Before any demolition activities can take place, there are many steps that must be carried out beforehand, including performing asbestos abatement, removing hazardous or regulated materials, obtaining necessary permits, submitting necessary notifications, disconnecting utilities, rodent baiting and the development of site-specific safety and work plans.

The typical razing of a building is accomplished as follows:

- Hydraulic excavators may be used to topple one- or two-story buildings by an undermining process.

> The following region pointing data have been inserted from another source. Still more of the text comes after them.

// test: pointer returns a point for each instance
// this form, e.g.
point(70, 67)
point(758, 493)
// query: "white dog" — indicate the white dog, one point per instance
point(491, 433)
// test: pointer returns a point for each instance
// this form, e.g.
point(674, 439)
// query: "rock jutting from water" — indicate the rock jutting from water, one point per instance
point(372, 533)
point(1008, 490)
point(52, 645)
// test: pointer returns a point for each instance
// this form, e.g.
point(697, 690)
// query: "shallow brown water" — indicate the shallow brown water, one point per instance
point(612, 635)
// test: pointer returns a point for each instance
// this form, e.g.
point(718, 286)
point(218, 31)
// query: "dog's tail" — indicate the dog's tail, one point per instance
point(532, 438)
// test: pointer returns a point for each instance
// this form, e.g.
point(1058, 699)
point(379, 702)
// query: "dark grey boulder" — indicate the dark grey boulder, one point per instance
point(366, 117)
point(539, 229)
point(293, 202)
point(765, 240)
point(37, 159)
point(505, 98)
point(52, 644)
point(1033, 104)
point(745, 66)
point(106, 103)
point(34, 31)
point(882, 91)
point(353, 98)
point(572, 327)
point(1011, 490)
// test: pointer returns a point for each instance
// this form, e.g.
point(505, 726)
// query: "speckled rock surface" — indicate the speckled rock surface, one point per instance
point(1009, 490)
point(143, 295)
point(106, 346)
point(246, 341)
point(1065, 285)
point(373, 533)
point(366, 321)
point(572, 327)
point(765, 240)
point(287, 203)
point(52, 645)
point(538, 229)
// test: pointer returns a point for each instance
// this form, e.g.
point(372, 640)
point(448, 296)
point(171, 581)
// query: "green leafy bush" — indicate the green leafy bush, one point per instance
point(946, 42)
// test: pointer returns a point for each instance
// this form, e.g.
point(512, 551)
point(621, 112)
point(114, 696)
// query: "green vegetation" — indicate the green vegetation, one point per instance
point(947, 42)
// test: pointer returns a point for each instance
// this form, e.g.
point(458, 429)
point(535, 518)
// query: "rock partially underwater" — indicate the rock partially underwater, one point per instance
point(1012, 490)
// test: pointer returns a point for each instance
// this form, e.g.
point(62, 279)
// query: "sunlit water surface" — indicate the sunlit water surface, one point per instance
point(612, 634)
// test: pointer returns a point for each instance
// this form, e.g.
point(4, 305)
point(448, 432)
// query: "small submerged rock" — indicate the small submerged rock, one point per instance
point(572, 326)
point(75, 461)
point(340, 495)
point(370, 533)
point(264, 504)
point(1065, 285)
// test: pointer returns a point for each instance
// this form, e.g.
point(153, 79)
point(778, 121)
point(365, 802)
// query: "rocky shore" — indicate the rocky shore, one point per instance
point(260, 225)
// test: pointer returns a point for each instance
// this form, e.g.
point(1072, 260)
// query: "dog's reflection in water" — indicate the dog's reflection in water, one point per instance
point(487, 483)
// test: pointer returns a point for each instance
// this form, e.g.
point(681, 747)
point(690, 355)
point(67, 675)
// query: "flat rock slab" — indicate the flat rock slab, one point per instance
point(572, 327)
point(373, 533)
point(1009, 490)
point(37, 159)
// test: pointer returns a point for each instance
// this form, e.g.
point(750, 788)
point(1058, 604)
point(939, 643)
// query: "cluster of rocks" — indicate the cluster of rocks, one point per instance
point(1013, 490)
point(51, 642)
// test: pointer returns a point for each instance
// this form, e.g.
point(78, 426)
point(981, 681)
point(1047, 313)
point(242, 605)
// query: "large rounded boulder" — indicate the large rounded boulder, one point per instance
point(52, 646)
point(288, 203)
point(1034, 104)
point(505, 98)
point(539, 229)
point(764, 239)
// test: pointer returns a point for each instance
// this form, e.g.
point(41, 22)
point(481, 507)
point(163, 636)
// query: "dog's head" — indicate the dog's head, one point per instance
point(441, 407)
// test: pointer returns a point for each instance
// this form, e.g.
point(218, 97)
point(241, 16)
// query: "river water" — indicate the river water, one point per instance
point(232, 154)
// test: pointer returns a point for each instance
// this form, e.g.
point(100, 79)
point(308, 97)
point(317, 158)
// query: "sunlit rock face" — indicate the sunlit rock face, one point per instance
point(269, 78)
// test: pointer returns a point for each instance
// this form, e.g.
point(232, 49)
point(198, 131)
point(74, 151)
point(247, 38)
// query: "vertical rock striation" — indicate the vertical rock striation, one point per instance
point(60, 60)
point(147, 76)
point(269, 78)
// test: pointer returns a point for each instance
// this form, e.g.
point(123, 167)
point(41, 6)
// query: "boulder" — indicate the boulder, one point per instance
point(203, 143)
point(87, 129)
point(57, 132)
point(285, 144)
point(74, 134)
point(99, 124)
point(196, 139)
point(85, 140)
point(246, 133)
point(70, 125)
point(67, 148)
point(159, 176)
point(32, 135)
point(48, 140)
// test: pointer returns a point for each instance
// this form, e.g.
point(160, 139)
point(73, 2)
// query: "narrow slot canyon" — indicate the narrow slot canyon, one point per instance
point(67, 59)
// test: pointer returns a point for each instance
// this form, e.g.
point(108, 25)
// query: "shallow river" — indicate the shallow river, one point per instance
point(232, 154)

The strategy is to undermine the building while controlling the manner and direction in which it falls.
- The demolition project manager/supervisor will determine where undermining is necessary so that a building is pulled in the desired manner and direction.
- The walls are typically undermined at a building's base, but this is not always the case if the building design dictates otherwise. Safety and cleanup considerations are also taken into account in determining how the building is undermined and ultimately demolished.

In some cases a crane with a wrecking ball is used to demolish the structure down to a certain manageable height. At that point undermining takes place as described above. However, crane mounted demolition balls are rarely used within demolition due to the uncontrollable nature of the swinging ball and the safety implications associated.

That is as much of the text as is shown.